Murdoch stake in Rotana
February 24, 2010
Rotana Media, the broadcast and music group owned by Saudi billionaire Prince Alwaleed bin Talal, is selling a $70 million stake to News Corp. Rotana said that News Corp had agreed to buy a 9.09 per cent stake with an option to take this up to 18.18 per cent. The deal creates a cross shareholding with one of the biggest stakeholders in News Corp.
The move will mark News Corp's most significant investment so far in the Middle East. “This is a qualitative leap not just for Rotana but for the whole Arab world,” Alwaleed told a press conference. “We are set to gain deep experience from News Corp … on television, movie production and technology,” he said. “They own MySpace … We can learn from this, the new media field.”

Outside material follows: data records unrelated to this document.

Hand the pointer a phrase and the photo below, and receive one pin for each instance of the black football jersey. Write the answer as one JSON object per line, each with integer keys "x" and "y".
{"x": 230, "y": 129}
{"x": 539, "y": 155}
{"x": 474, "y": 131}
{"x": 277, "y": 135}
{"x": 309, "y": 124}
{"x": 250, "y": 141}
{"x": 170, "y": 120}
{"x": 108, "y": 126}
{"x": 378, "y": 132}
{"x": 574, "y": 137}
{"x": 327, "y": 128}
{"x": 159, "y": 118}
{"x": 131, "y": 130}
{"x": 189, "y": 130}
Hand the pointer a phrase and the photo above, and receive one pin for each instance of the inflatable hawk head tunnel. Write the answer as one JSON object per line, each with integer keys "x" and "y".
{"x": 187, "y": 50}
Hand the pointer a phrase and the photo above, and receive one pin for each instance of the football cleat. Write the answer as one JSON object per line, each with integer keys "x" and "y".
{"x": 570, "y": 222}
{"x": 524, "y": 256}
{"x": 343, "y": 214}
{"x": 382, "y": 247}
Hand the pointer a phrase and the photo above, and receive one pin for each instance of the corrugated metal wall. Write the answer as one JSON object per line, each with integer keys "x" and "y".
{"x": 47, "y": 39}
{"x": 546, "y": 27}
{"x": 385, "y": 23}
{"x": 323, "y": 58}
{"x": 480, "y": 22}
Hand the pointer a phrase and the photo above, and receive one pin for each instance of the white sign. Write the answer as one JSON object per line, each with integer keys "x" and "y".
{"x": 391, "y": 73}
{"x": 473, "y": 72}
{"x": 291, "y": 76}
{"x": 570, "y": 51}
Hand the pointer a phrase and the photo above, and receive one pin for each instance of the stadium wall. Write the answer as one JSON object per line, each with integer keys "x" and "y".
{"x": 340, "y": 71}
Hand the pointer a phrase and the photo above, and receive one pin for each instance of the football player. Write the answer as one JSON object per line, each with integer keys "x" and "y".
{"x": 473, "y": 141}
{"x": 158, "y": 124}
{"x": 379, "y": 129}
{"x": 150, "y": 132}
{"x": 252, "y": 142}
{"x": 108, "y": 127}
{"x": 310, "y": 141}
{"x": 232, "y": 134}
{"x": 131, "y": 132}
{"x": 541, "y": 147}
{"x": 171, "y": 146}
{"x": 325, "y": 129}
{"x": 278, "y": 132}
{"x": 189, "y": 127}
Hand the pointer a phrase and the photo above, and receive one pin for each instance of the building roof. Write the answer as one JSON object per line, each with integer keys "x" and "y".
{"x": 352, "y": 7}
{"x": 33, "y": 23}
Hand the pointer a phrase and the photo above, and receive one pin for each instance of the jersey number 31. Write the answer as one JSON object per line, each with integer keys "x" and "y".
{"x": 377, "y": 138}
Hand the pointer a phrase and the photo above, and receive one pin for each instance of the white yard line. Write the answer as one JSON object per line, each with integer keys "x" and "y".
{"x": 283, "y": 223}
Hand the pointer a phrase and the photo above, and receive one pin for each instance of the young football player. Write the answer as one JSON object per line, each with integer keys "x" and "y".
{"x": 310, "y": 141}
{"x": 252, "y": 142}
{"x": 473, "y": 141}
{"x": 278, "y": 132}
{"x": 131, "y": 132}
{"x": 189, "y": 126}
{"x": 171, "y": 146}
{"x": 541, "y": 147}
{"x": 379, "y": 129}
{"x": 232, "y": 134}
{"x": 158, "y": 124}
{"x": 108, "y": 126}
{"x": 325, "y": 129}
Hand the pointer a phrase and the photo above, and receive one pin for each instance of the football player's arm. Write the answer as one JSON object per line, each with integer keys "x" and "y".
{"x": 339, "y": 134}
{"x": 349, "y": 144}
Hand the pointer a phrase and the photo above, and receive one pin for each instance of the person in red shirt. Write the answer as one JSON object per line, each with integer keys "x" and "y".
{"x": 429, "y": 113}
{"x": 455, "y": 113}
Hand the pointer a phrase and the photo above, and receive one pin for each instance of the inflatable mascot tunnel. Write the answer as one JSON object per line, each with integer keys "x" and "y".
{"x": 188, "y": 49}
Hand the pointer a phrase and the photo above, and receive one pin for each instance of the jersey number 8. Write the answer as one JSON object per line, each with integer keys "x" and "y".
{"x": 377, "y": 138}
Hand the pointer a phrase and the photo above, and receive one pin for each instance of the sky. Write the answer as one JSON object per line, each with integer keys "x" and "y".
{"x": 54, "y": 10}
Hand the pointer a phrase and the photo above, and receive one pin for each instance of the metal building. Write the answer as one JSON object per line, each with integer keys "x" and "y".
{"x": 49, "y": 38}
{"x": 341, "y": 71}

The acquisition will also ties Murdoch closer to one of their most important shareholders. Alwaleed's Kingdom Holdings owns 7 per cent of News Corp's class B stock and is the largest shareholder outside the Murdoch family. Alwaleed is not on News Corp's board of directors, but last month anointed James Murdoch as his father's eventual successor. “If he [Rupert Murdoch] doesn't appoint him, I'll be the first one to nominate him to be the successor.”
Rotana owns a variety of media assets from an online music video on demand site modelled on Hulu, to a large library of music from the region. It already shows programming from News Corp's Fox channels in Saudi Arabia through its free-to-air television network.